Importa lembrar que, sob o título “IASFA - O esbulho que se prepara no ex-Lar Académico Militar?”, divulgou a AOFA, em 7 de Agosto passado, uma informação em que dava conta das suas preocupações, tendo como pano de fundo o que constava (veja-se a primeira versão do PA/2018) e a situação que se verificava naquelas instalações.

Situação que mais parece visar o afastamento dos beneficiários do espaço em apreço, nomeadamente os mais jovens.

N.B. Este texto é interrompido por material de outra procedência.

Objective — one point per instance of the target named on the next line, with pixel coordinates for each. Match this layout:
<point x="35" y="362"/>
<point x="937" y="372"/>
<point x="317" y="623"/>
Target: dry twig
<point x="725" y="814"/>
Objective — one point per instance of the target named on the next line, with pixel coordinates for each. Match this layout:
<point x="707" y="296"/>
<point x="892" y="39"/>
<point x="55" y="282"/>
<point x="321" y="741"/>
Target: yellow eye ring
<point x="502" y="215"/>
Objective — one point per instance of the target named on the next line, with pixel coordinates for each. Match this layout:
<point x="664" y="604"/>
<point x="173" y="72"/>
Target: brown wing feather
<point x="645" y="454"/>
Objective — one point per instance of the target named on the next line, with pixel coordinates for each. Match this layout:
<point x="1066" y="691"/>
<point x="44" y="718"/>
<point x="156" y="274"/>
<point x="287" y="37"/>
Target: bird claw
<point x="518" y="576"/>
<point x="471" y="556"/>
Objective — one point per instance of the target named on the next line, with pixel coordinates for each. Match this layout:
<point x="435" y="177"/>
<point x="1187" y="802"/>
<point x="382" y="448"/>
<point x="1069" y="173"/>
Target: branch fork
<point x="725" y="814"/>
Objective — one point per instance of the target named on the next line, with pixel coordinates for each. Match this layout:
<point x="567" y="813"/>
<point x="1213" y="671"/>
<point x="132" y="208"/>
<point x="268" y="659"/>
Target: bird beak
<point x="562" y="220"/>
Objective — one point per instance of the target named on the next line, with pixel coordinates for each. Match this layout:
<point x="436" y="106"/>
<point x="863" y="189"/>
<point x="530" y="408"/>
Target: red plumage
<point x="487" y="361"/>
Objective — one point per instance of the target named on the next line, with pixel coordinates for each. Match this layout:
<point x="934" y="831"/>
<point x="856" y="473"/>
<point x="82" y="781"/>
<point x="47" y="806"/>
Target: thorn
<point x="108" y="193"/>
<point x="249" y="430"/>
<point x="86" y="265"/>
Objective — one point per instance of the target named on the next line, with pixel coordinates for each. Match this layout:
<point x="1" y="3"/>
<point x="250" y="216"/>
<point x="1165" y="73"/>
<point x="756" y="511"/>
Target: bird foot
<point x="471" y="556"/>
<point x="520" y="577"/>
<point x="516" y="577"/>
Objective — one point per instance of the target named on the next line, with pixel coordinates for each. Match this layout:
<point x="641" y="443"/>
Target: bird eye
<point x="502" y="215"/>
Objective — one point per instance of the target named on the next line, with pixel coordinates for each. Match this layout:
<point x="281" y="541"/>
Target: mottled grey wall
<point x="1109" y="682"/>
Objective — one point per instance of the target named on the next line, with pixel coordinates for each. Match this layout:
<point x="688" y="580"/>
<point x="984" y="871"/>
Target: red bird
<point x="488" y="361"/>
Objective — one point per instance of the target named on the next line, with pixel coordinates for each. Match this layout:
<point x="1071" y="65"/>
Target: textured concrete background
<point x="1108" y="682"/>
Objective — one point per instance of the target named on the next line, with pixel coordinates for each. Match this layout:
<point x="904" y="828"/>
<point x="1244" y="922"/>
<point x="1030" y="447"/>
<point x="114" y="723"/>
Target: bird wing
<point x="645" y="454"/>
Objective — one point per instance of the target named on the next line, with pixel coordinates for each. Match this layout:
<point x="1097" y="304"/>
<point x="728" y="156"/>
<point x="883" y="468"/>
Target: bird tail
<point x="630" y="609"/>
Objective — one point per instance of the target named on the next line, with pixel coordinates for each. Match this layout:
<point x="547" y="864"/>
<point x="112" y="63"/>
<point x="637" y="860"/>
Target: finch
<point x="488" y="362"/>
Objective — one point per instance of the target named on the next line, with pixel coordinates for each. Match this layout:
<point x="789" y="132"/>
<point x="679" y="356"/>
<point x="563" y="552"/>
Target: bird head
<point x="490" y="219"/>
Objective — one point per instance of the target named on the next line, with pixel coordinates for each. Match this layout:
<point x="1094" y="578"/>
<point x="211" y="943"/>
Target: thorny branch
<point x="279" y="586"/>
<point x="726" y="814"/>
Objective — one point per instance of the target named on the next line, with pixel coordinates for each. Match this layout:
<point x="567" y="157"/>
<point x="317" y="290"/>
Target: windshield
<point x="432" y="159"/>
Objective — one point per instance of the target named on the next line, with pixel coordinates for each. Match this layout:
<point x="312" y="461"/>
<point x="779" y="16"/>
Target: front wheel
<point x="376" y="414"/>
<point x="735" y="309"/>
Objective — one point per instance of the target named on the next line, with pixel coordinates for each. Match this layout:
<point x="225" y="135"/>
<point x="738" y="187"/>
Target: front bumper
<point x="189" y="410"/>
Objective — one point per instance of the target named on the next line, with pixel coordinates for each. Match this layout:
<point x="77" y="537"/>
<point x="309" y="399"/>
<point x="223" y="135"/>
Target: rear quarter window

Relembramos o que então foi dito.

Sinteticamente:

  • Abandono do ginásio (num estado deplorável, que impede qualquer tipo de utilização);
  • Abandono do Parque Infantil (idem, idem);
  • Abandono do Polivalente Desportivo (idem);
  • Deslocalização dos serviços para o edifício do SASOC/CASOeiras.

Abre-se um parêntesis para falarmos no chamado Parque para Caravanas, um espaço destinado a essa finalidade, mas que, para além da evidente degradação que apresenta, tem visto a sua utilização dificultada ultimamente.

Encontram-se devolutas:

  • A antiga messe de Sargentos (alvo de obras num passado não muito afastado no tempo);
  • A antiga Creche, destinada a filhos de funcionários do CASOeiras;
  • As antigas instalações do SAGER (uma vivenda, chamemos-lhe assim);
  • Quatro vivendas (para além destas, encontra-se cedida, segundo consta apenas “até ver”, a uma organização que apoia jovens a antiga Casa do Governador);
  • A antiga camarata destinada às praças que num passado já longínquo garantiam apoio às instalações dos então SSFA, cedida - igualmente, segundo consta, apenas “até ver” - a uma organização de escuteiros;
  • Espaços ocupados anteriormente pela área oficinal.

A serem utilizados encontram-se apenas:

  • O edifício Gulbenkian (oferecido à Instituição para que nele fossem ministradas aulas nos tempos do Lar Académico Militar enquanto tal) e que, acrescentado por obras relativamente recentes (com um custo bem significativo), alberga a ADM;
  • Um edifício (que importou em algumas centenas de milhares de euros) que guarda o Arquivo Mecânico da ADM;
  • A Messe (igualmente alvo de obras num passado recente que tiveram um custo bem significativo), que aloja quem trabalha na ADM e vários outros militares colocados na área da grande Lisboa e onde passam férias os poucos beneficiários que se apercebem dessa possibilidade.

A degradação dos espaços é visível a olho nu: a erva cresce em tudo o que era espaço verde (para não falar na que ornamenta os passeios), as plantas não são regadas, os lagos deixaram de ter água (antes, as regas e o abastecimento dos lagos eram assegurados pela água de um poço que começou por ser extraída por um moinho de vento para passar idêntica função a ser desempenhada por um motor).

Consta à boca pequena que o Conselho Diretivo pretende retirar a ADM das instalações que ocupa.”

Entretanto, as organizações que ocupavam algumas dependências e, até, espaços do ex-LAM, mediante a existência de contratos de comodato, foram convidadas a sair.

Como poderão verificar pela notícia abaixo, ao Agrupamento de Escuteiros 1354, uma das organizações que se encontravam no ex-LAM e que teve que procurar outra sede, foi invocada a necessidade das instalações pelo “Estado”:

http://noticias-oeiras.pt/2017/07/26/sede-escuteiros-oeiras/

Uma coisa temos como certa: o estudo de recuperação do ex-LAM terá que envolver necessariamente os beneficiários representados pelas Associações Profissionais de Militares.